Una mujer había atravesado la cinta policial mientras ellos charlaban, y en cuanto se acercó al cuerpo de la niña vomitó profusamente en el césped. El sargento Cook se quitó el sombrero, pasó un dedo por el ala y respiró hondo. Volvió a ponerse el Stetson en la cabeza, se lo colocó bien y escrutó con la vista el perímetro del lugar. Luego se volvió hacia el hombre que tenía al lado, un detective blanco llamado Chip Rogers, y señaló a Ramone y a Holiday.

—Dile a esos blanquitos que hagan su trabajo. Aquí la gente vomitando y jodiéndome la escena del crimen… Si no pueden mantener a raya al personal, me buscas a alguien que pueda. Y no es coña.

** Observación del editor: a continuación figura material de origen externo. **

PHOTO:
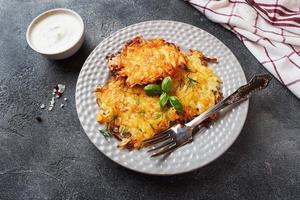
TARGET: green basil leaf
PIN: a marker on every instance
(163, 99)
(152, 89)
(174, 101)
(166, 84)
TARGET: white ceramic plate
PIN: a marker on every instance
(206, 146)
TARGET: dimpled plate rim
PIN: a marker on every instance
(207, 146)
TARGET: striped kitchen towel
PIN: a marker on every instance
(269, 29)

Ramone y Holiday se plantaron de inmediato junto a la cinta asumiendo una pose autoritaria. Holiday abrió las piernas y enganchó los pulgares en el cinturón, sin inmutarse por las palabras de Cook. Ramone tensó la mandíbula, como furioso porque le hubieran llamado «blanquito». Lo había oído de vez en cuando, habiéndose criado fuera de D.C., y muchas veces cuando jugaba al béisbol y al baloncesto en la ciudad. Y no le gustaba. Sabía que lo decían con ánimo de joder y que se suponía que se lo tenía que tragar, y eso todavía le molestaba más.

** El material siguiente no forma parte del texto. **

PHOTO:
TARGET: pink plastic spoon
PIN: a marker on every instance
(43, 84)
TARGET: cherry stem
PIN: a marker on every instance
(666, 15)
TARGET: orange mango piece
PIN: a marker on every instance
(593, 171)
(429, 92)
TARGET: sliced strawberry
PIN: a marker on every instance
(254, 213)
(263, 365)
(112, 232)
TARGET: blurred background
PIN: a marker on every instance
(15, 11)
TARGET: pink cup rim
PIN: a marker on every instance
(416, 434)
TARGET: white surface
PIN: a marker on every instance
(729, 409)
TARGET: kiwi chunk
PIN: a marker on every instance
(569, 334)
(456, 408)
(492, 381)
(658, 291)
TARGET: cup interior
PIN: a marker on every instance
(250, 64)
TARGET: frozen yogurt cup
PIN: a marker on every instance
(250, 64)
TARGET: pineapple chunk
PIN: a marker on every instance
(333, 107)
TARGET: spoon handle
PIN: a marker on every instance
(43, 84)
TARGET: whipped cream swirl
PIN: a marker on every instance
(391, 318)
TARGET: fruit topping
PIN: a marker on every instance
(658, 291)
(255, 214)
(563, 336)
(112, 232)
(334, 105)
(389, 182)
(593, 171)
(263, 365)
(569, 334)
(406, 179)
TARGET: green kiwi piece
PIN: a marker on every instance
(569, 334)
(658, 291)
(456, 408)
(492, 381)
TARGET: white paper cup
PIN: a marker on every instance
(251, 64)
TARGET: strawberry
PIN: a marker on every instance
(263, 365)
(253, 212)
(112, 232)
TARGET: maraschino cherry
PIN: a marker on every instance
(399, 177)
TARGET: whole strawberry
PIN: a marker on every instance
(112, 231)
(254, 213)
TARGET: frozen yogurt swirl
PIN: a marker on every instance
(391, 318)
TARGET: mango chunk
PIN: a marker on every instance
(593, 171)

—¿Y tú? —preguntó Holiday.

—¿Yo qué?

—Que si has estado pillando o qué.

Ramone no contestó. Le tenía echado el ojo a una mujer en concreto, una policía, que Dios le ayudara. Pero había aprendido a no dejar que Holiday se inmiscuyera en su vida personal.

—Venga, hermano —insistió Holiday—. Yo te he enseñado el mío, ahora te toca enseñarme el tuyo. ¿Tienes puesta la mira en alguien?

—En tu hermana pequeña.

Holiday abrió la boca. Sus ojos llamearon.

—Mi hermana murió de leucemia cuando tenía once años, hijo de puta.

Ramone apartó la vista. Por un momento sólo se oyeron los siseos y chirridos de las radios de policía y los murmullos de conversación entre los espectadores. Hasta que Holiday lanzó una carcajada y le dio un palmetazo en la espalda.

—Que te estoy tomando el pelo, Giuseppe. ¡Ay, Dios, cómo te lo has tragado!

La descripción de la víctima se había cotejado con una lista de adolescentes desaparecidos en la zona. Media hora más tarde llegó un hombre para identificarla. En cuanto miró el cadáver, el angustiado aullido de un padre llenó la noche.

La víctima se llamaba Eve Drake. En el pasado año habían asesinado a otros dos adolescentes negros, ambos residentes de las zonas más pobres de la ciudad, y ambos descubiertos de manera similar en jardines comunitarios, poco antes del amanecer. Los dos habían recibido un tiro en la cabeza y tenían restos de semen en el recto. Se llamaban Otto Williams y Ava Simmons. Igual que con Otto y Ava, el nombre de pila de Drake, Eve, se escribía igual al derecho que al revés. La prensa había establecido la relación y había titulado los casos como «los Asesinatos Palíndromos». Dentro del departamento, algunos comenzaban a referirse al asesino como el Jardinero Nocturno.

Al otro lado de la ciudad, al mismo tiempo que un padre lloraba sobre el cadáver de su hija, otros jóvenes de Washington veían en sus casas
Corrupción en Miami
, y se metían rayas de coca contemplando las andanzas de dos policías infiltrados en el mundo del narcotráfico. Otros leían best sellers de Tom Clancy, John Jakes, Stephen King y Peter Straub, o charlaban en bares de las menguantes posibilidades que tenían los Washington Redskins de llegar a la final liderados por Jay Schroeder. Otros veían cintas de vídeo,
Superdetective en Hollywood
y
Código de silencio
, las más populares esa semana en Erol's Video Club, o apenas sudaban con el
En forma
de Jane Fonda, o habían salido al cine a ver la nueva película de Michael J. Fox en el Circle Avalon, o
Calígula
en Georgetown. Mr. Mister y Midge Ure estaban en la ciudad, tocando por los clubes.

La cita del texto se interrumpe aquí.